A huge victory, Chief Minister's post at the young age of 38 and then a crushing defeat - Samajwadi Party chief Akhilesh Yadav has seen it all. And now, at a more mature 48, he is preparing for his biggest election - one against the formidable poll machinery of the BJP.
In the politics of Uttar Pradesh - the most populous and largest state which could have been the world's fifth largest nation had it not been a state - Akhilesh Yadav's lineage cannot be bettered. His father, Mulayam Yadav, had turned his wrestling skills to the political arena and won the Chief Minister-ship thrice. His uncle Shivpal Yadav is a political veteran who, after their five-year spat, is ready to come back into the fold.
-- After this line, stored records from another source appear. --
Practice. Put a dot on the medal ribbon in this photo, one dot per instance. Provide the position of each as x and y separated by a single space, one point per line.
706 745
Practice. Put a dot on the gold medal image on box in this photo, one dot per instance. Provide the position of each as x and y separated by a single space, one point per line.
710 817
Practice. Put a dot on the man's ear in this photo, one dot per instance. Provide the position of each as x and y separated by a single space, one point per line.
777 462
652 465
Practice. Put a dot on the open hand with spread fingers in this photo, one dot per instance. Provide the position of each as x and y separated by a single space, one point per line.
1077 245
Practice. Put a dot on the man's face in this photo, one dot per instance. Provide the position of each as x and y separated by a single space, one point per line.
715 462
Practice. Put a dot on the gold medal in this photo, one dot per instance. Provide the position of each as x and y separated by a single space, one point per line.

Akhilesh Yadav rode to power in 2012 after a hard reboot of the party - embracing technology and English and turning it into a vehicle for the aspirations of the sizeable number of young voters of the state.
This time, the odds are stacked against the man once seen as the "Other Prince": The BJP's huge campaign funds, the charismatic oratory of the Prime Minister, a dozen or so Central ministers, the party's keenest strategist Amit Shah. His opponent is the BJP's biggest poster boy after the Prime Minister -- Chief Minister Yogi Adityanath.
But Mamata Banerjee's sweeping victory in Bengal this summer against similar odds has punched holes in the aura of invincibility around the BJP. For the Samajwadi Party, that has been cause to rejoice.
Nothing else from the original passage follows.